About the Fayum Fieldschool

  The Fayum Fieldschool is a project to provide training for inspectors of the Supreme Council of Antiquities in the latest archaeological techniques. All participants have a thorough university training and many of them have an impressive record of years of experience in the field. The 'field school', therefore, is not really a 'school', but a 'master class': an opportunity to work together with an international team of archaeologists in order to keep their knowledge up to date.

Since the Secretary General of the Supreme Council of Antiquities, Dr. Zahi Hawass, supports and advocates the use of information technology, the field school publishes a report for the general public on its activities on this web site.

The Fayum Fieldschool is a project of the Egyptian Antiquities Project (EAP), financed by USAID and administered by the American Research Center in Egypt (ARCE). The director of the field school is Dr. Willeke Wendrich, Assistant Professor of Egyptian Archaeology at the University of California in Los Angeles (UCLA).
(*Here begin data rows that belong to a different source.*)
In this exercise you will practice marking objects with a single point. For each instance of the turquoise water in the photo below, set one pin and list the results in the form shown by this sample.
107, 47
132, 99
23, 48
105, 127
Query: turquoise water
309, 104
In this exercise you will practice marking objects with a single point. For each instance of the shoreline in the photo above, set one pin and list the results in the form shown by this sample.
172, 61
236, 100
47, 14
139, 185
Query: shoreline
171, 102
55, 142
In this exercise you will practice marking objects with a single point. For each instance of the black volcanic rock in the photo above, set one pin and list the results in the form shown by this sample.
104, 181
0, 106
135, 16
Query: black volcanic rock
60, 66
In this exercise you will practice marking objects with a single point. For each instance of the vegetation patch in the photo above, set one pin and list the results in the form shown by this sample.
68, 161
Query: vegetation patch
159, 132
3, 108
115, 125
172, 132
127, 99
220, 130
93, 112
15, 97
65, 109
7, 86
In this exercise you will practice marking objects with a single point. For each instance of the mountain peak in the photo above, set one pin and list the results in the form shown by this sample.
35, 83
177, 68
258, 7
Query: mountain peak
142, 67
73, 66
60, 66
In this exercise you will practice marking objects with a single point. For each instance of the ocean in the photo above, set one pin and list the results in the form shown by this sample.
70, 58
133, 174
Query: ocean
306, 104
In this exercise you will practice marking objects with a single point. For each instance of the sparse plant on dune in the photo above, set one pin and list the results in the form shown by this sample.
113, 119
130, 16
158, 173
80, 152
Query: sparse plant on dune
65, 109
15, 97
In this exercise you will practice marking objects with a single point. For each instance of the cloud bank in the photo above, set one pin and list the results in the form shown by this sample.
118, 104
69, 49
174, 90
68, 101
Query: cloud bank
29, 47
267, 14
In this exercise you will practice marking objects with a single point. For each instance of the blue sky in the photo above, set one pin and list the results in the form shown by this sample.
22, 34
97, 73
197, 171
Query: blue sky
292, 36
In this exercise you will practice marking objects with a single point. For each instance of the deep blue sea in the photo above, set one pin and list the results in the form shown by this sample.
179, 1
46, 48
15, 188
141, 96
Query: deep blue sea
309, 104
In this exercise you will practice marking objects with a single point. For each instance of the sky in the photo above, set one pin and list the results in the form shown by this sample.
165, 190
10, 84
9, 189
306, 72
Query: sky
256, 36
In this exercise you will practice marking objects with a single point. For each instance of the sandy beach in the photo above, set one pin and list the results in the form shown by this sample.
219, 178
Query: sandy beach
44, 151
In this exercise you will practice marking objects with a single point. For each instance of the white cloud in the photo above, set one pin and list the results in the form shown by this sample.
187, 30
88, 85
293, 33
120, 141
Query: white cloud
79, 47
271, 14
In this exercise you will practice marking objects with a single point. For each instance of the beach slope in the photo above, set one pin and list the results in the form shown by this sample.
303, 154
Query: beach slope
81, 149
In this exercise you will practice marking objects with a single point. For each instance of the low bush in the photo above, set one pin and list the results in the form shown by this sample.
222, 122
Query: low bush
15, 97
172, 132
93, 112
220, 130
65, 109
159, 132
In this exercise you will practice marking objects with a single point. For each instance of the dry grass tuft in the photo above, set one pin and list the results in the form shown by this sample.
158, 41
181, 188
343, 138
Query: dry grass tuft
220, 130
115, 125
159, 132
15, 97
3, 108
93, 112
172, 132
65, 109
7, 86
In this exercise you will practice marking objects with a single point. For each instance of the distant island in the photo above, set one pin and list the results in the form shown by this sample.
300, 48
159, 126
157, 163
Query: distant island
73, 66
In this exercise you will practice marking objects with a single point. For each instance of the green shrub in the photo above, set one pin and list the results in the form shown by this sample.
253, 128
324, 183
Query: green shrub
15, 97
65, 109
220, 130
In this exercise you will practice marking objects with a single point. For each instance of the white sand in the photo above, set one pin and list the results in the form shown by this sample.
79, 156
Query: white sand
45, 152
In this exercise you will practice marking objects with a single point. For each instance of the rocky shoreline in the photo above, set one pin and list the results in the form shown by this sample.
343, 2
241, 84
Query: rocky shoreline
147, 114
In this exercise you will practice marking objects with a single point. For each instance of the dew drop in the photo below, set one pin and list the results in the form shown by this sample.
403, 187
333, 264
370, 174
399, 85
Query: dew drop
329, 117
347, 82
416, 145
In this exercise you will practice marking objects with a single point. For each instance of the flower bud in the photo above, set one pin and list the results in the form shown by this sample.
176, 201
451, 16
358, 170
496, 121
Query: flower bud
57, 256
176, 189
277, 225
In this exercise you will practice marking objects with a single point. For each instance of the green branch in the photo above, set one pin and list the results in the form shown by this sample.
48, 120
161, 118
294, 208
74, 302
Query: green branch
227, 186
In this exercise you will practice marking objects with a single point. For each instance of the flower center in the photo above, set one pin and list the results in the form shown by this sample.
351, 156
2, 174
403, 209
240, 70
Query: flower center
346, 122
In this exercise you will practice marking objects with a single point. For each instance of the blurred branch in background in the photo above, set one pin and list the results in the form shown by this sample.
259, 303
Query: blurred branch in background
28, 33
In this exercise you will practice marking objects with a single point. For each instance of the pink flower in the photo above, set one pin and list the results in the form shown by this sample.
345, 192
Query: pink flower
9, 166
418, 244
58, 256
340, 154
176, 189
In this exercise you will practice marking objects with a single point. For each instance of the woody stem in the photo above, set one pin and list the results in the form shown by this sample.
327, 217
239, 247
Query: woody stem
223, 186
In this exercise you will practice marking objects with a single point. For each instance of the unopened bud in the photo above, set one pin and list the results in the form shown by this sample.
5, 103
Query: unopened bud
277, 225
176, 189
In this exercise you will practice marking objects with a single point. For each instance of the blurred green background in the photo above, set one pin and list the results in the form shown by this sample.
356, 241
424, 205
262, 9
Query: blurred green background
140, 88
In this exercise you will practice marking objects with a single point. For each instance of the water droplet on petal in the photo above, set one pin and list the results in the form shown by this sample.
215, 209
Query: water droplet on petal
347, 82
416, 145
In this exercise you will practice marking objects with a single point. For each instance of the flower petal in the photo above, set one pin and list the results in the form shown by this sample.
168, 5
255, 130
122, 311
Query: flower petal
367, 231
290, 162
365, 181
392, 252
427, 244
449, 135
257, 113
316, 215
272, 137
The field school forms part of a larger research project, the UCLA / RUG (Groningen University, The Netherlands) Fayum project, under direction of Dr. Willeke Wendrich and Dr. René Cappers. The UCLA / RUG Fayum research effort has the overarching title The Fayum as an Agricultural Landscape: settlements, field systems and shore lines from the prehistory to the present. Within the larger research program, there are several specific projects, such as the proposed project from the RUG -- "Provisions from the Fayum: agriculture as a source of sustenance and power in the Neolithic and Greco-Roman periods." The research of the field school forms an important part of the work of the project and results generated by the field school will be part of the publication.